Back
Legal

Privacy Policy

Last updated: 2026-06-28 · Effective: 2026-06-28

1. What we collect

When you sign up, we collect your email address and, if you use social sign-in, the provider's account identifier. If you connect a site, we collect the site URL, the publishing username or account name, and the publishing credential (API key or application password, encrypted at rest). Billing details are collected by our payment processor; we do not store your full card number on our servers.

We log aggregate operational metrics (volume published, quality decisions, response times) to run and improve the service.

2. What we do with it

Email is used for transactional notices (welcome, password reset, trial expiration, billing). We do not send marketing email without opt-in.

Publishing credentials are used solely to publish content to your site. They are encrypted at rest, never logged in plaintext, never shared, and never used for any purpose other than publishing on your behalf.

If you commission content from a brief or supply reference links, we retrieve the content at those links so we can use it as editorial source material. Only submit links you are entitled to use, and do not include sensitive personal data in briefs or source material.

Billing information is processed by our payment processor (merchant of record) under its own privacy policy.

3. Categories of service providers

We share the minimum data necessary with vetted service providers who help us operate. By category:

  • Payment processor (merchant of record) — billing, payment, and tax compliance.
  • Email delivery provider — transactional email.
  • Infrastructure, content delivery, and security providers — to operate, deliver, and protect the service.
  • Sign-in providers — only if you choose social sign-in; we receive your account identifier and email.
  • Content-processing providers — content inputs and outputs are processed by specialized providers to produce your articles. We do not include personally identifying customer information in these payloads beyond what is required for editorial context.

We do not sell your data. We do not use it for advertising. A current list of sub-processors is available on request to the contact below.

4. Where it lives

Application data is stored on infrastructure we control, with encrypted backups. Access is restricted to authorized personnel under confidentiality obligations. Some processing is performed by the service providers described in §3, which operate globally.

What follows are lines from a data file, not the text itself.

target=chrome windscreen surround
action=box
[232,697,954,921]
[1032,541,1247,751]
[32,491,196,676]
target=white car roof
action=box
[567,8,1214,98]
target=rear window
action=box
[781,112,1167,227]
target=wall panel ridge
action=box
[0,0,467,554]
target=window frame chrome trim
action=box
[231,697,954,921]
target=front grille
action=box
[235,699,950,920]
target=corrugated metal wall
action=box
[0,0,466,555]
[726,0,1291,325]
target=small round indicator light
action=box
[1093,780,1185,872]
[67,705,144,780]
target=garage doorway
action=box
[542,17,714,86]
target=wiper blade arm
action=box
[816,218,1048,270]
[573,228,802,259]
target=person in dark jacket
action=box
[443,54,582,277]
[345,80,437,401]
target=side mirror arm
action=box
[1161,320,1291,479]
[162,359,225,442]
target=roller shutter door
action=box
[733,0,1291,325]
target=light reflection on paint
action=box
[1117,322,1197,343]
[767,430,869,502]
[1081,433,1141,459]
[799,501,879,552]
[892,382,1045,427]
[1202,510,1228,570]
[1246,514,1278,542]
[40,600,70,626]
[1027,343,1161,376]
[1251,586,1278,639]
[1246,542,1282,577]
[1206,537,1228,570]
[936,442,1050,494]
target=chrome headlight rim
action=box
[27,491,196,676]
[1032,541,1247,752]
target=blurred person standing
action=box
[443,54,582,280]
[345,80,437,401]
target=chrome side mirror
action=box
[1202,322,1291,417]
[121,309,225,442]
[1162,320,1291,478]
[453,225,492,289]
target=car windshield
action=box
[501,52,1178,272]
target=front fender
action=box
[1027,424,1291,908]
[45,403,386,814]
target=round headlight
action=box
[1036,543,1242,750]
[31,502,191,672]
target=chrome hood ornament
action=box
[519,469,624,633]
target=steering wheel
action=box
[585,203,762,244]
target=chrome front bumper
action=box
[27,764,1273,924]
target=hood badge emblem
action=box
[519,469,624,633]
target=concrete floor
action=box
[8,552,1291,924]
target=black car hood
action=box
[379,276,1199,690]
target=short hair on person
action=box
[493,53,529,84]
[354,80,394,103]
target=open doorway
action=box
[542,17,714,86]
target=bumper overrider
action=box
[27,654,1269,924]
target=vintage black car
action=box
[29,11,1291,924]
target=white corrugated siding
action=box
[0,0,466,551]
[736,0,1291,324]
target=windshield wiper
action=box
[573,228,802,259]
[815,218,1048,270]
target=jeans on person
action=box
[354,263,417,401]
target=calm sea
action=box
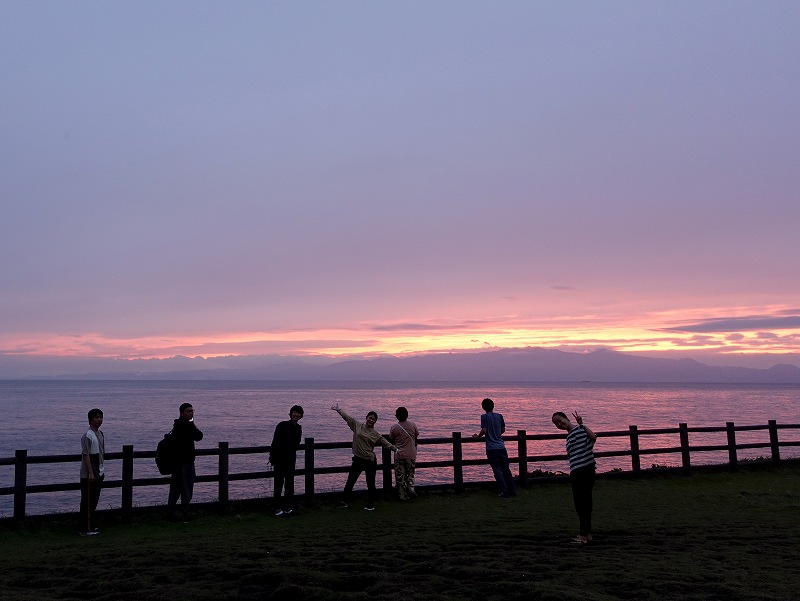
[0,381,800,517]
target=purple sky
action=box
[0,0,800,377]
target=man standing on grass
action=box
[331,403,397,511]
[553,411,597,545]
[389,407,419,501]
[472,399,517,499]
[269,405,303,516]
[167,403,203,522]
[78,409,106,536]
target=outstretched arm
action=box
[331,403,356,432]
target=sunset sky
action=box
[0,0,800,376]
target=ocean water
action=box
[0,381,800,517]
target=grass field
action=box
[0,463,800,601]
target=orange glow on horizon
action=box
[0,310,800,359]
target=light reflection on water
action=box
[0,381,800,516]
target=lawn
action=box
[0,463,800,601]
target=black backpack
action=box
[156,430,178,476]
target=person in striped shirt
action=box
[553,411,597,544]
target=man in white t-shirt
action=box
[389,407,419,501]
[78,409,106,536]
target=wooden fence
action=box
[0,420,800,520]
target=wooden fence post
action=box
[517,430,528,486]
[453,432,464,492]
[725,422,739,469]
[768,419,781,465]
[678,423,692,472]
[14,449,28,522]
[628,426,642,472]
[303,438,314,499]
[219,442,230,512]
[122,444,133,521]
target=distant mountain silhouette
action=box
[48,348,800,384]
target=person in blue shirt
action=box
[472,399,517,499]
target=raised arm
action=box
[572,411,597,442]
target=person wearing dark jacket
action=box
[269,405,303,516]
[167,403,203,522]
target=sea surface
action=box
[0,380,800,517]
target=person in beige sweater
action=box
[331,403,397,511]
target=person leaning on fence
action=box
[78,409,106,536]
[472,399,517,499]
[553,411,597,544]
[269,405,303,516]
[167,403,203,522]
[331,404,397,511]
[389,407,419,501]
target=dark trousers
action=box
[167,461,196,514]
[486,449,517,497]
[78,476,104,532]
[569,465,595,536]
[344,456,378,507]
[273,461,295,509]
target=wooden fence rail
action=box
[0,420,800,520]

5. International data transfers

Because the service operates globally, personal data may be processed across multiple jurisdictions, which may be outside your country of residence and may not offer the same level of data protection. Where data originates in the European Union or United Kingdom, we rely on appropriate transfer mechanisms (Standard Contractual Clauses or equivalent) with our processors.

6. Retention

Active accounts: data is retained as long as the account is active. Cancelled accounts: data is deleted or irreversibly anonymized 30 days after cancellation, except records we must keep for legal compliance (such as proof of agreement to our terms and billing/tax records), which are retained for the period required by law and then deleted. Aggregate metrics may be retained longer in anonymized form for service-quality analysis.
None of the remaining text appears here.